Kumar (2008, p. 225): “In 1942, Council of Scientific and Industrial Research was established. The end of colonial era was pretty near. With the A.V. Hill’s Report in 1944 on Scientific Research in India, the curtain dropped.”
In the CABI online database of scientific literature, maintained by the Centre for Agriculture and Bioscience International (CABI), the Hill Report has a special mention. CABI describes: “This valuable report on the organization and application of scientific research in India includes references to biology and agriculture and will be of considerable interest to all those interested in the progress of plant breeding in India.”
This Hill Report is a highly cited document as reflected in the Google Scholar database. No doubt, the Hill Report will be steadily getting new citations, as it captured the essence of scientific and technological progress in India during the much happening time for Indian and the world history.

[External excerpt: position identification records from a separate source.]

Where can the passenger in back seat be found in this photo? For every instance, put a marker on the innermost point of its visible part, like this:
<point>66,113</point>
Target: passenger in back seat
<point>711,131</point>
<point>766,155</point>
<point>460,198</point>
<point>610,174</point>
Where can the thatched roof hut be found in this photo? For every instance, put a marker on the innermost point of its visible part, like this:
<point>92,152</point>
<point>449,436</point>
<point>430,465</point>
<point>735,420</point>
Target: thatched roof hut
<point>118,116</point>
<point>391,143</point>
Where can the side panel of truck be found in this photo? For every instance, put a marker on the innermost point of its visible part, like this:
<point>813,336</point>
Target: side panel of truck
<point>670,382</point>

In addition to engaging in a scientific mission in India, A.V. Hill also contributed towards skills development of the scientific workers in Commonwealth countries across the Global South. He then got engaged in rehabilitation of refugees in Europe after the devastating World War II, where the Royal Society was also actively involved. Earlier, Hill was involved in the development of military instruments and apparatuses for the British forces against the Germans. His efforts in the development of anti-aircraft gunnery, during the World War I, were greatly acknowledged. His involvement in calculating ballistic equations to construct accurate gunnery tables helped Hill to be considered as the pioneer of Operations Research. Thus, a new research domain, namely, ‘operations research’ was born during the World War I with the efforts of A.V. Hill and his team.

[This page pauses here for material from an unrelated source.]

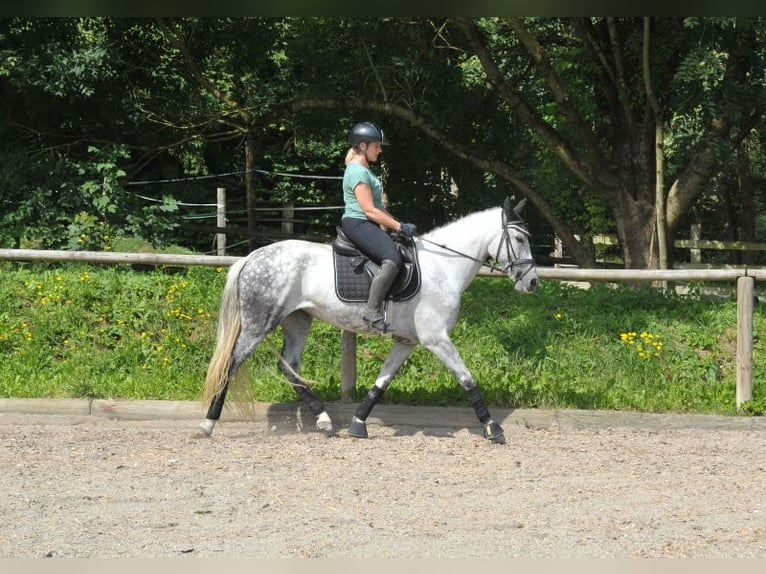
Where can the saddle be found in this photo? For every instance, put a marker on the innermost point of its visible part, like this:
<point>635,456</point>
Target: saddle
<point>354,270</point>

During his stay in India, Hill participated in the Indian Science Congress (ISC) in January 1944 at Delhi, which was presided over by Satyendra Nath Bose (1894 –1974). Hill interacted widely with the Indian Fellows of the Royal Society, particularly for formally admitting four new Fellows namely Shanti S. Bhatnagar (1895-1955), Homi J. Bhabha (1909-66), Kariamanikkam S. Krishnan (1898-1961) and Birbal Sahni (1891-1949) into the Society, as they could not present themselves in signing on the Royal Society’s Charter Book. However, they preferred to sign on the Royal Society’s Charter Book in the historic room of the Society in Burlington House in England instead of in India. Hill also tried to hold a meeting of all Fellows based in India during 1944 ISC session.
Hill’s interactions with the leading Indian scientists, including the Indian Fellows of the Royal Society, led to the development of a structured institutional framework, as suggested in the Hill’s Report, which shaped Indian science during the post-war and also post-independent periods. Then the first Prime Minister Jawaharlal Nehru continued to shape Indian science through establishing new S&T institutions, laboratories, and related research infrastructures across the country for pushing the agendas of national development as perceived then by the public policymakers.